Светлана Гребенникова

Почти триста лет спустя призрак Наташи поселился в доме той, кто является ее продолжением, той, в чье тело вселилась ее душа, и рассказал свою историю в надежде, что восторжествует истина. Наташа указывала на свои портреты и просила сорвать маски с тех, кто убил ее и воспользовался ее именем после смерти.Наташа считает, что срока давности у преступления, которое совершено над ней, нет! И просит, чтобы ее последовательница, ее отражение в этом мире, раскрыла все секреты.

Оглавление

Глава 2. Поворот судьбы

Как-то утром он присел на стул рядом с моей кроватью. Я еще нежилась в постели и пока не собиралась вставать. Гриша взял мою маленькую ручку в свои большие ладони, похлопал по ней и виновато улыбнулся:

— Ну вот и пришло время, Наташа, пора собираться. Теперь ты будешь жить в другом месте. Дом там хороший, светлый, большой, — увидев, как широко я раскрыла глаза, он улыбнулся: — Да ты не робей, там тебя никто не обидит.

— Да не робею я нисколечко, с чего ты взял? И почему это я должна кого-то бояться? Сам знаешь, я очень даже смелая! — я не понимала, почему он не видит столь очевидных вещей. — А ты что, тоже поедешь со мной в другой дом? Разве тебе этот больше не нравится? — я огляделась вокруг и пожала плечиками. — По-моему, очень даже ничего… Зачем уезжать, если и тут вовсе не плохо?

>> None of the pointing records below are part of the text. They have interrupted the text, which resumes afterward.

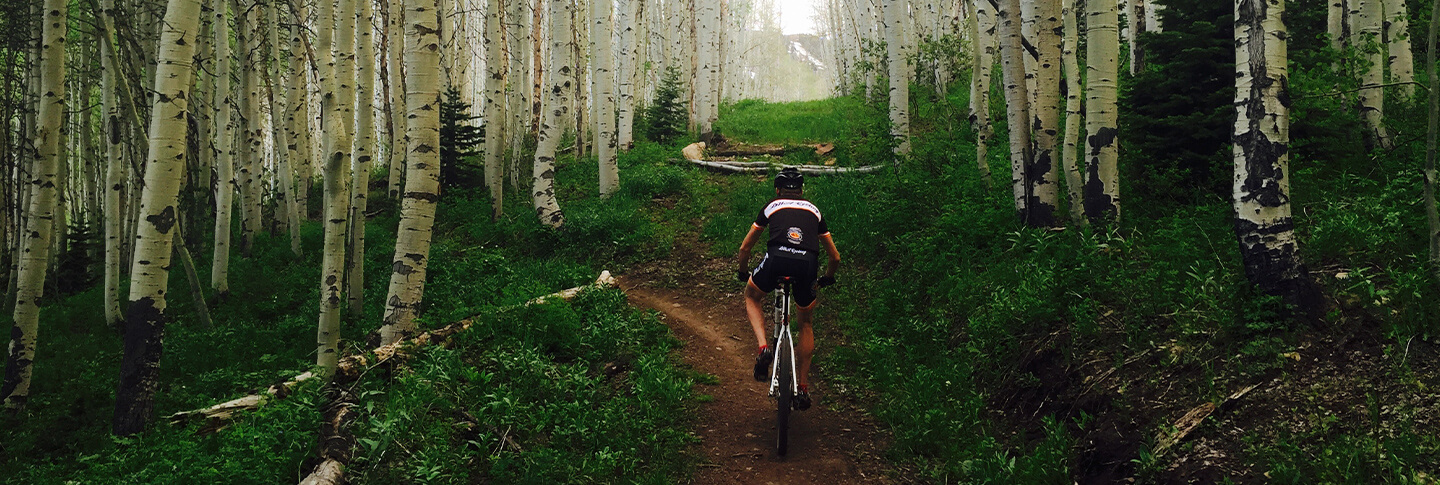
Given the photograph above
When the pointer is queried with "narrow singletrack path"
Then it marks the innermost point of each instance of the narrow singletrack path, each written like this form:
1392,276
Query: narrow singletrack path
834,442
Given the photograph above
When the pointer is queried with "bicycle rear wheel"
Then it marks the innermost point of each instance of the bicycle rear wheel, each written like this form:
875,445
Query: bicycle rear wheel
782,410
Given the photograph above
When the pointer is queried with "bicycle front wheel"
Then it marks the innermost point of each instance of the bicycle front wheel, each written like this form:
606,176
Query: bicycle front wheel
782,410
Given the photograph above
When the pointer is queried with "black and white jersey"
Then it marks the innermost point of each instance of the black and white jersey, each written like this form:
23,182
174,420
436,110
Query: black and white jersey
795,228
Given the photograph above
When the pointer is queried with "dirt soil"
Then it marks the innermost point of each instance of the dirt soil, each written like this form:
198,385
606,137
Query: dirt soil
834,442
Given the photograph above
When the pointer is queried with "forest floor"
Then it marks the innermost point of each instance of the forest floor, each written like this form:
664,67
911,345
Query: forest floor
833,442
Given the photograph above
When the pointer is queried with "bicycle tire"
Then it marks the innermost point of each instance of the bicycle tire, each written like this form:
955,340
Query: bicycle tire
782,410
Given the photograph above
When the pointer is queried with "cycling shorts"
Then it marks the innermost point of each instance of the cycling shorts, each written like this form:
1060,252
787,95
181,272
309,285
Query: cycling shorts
766,277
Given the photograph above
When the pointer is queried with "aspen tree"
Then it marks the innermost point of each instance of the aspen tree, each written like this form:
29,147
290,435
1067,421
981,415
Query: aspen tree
984,32
604,74
339,107
1073,114
114,161
899,82
627,23
412,243
298,143
1335,22
396,48
1102,180
164,169
556,104
1365,23
1262,141
252,143
494,107
363,151
285,189
1017,98
1397,42
1041,180
35,254
1432,213
225,184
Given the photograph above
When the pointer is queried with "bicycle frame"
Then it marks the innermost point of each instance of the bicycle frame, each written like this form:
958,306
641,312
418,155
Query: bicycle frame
781,330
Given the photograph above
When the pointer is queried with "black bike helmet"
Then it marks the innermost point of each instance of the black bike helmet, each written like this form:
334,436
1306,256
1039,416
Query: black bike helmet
789,179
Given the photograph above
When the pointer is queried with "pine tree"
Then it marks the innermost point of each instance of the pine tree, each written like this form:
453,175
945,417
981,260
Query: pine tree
666,115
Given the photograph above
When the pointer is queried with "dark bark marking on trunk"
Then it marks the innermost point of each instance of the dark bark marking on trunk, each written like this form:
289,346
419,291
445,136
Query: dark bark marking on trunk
140,366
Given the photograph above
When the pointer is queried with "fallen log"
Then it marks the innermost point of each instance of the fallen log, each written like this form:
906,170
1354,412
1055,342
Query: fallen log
218,416
765,167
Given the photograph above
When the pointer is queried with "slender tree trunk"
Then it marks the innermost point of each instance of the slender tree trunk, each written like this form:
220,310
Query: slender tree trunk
396,46
899,81
35,256
1397,41
1073,114
412,243
223,153
1365,20
984,32
625,23
285,192
494,108
1335,22
555,114
1041,180
604,74
1102,179
363,153
1432,215
150,274
1017,100
298,143
339,107
114,163
1262,138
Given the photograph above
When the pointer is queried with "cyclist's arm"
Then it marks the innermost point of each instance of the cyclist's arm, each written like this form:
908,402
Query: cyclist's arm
743,258
834,255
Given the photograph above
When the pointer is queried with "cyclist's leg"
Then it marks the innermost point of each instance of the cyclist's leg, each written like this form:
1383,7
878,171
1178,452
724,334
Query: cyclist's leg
753,298
807,341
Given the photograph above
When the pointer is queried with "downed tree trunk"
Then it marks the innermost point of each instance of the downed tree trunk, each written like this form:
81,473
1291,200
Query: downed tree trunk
694,154
218,416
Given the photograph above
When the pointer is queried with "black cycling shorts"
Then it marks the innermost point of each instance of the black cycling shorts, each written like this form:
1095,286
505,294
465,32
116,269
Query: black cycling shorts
768,274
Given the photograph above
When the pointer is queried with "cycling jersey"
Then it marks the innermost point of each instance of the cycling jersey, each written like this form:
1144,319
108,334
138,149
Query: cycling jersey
795,228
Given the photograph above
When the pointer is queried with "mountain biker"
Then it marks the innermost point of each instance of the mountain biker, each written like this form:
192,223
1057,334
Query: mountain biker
797,233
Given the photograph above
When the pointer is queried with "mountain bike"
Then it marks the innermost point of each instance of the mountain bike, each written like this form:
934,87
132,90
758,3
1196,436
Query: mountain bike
782,370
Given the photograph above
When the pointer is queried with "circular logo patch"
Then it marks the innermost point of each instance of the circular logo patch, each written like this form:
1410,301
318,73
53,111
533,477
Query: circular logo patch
795,235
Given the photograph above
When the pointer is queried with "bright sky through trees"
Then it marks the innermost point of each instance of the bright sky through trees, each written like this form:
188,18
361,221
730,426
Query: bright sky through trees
798,16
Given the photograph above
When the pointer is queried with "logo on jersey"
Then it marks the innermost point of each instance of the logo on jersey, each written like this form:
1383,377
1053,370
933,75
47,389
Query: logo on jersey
795,235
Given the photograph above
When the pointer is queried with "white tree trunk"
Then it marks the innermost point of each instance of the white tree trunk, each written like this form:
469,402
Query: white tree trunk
35,254
412,243
984,32
494,107
398,143
604,74
556,107
159,218
1262,140
1040,174
225,184
339,107
1073,114
1365,23
363,153
1017,98
1102,179
114,163
627,23
899,79
1397,41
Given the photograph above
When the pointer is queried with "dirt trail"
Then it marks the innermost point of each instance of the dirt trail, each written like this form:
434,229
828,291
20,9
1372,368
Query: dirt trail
831,443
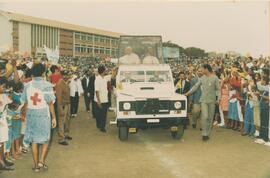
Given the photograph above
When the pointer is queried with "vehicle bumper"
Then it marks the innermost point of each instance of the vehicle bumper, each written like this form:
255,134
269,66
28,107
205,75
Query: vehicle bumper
143,123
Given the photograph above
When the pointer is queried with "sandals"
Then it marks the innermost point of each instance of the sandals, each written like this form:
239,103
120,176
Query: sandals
36,169
40,167
43,166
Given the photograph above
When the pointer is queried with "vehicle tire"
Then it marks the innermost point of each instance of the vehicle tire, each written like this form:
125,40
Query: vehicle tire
123,133
179,133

Гриша вновь виновато улыбнулся.

— Так я, Наташа, всегда недалече от тебя буду, и навещать часто стану. Рад бы я поехать с тобою, так, сама понимаешь, служба… Но видеться мы с тобой обязательно будем. И помни: я тебя никогда не оставлю. Всё сделаю, что ни попросишь!

Я поразмыслила, не зная, что ответить.

— Готова, милая? Если да, то вставай и шагом марш умываться, тебя ожидают.

Гриша хлопнул себя по коленкам и уже собирался подняться, чтобы выйти из комнаты, но я схватила его за руку и, заглядывая в глаза, прогундосила:

— Гришенька, пожалуйста, не отправляй меня никуда! Я не хочу уезжать, позволь мне остаться!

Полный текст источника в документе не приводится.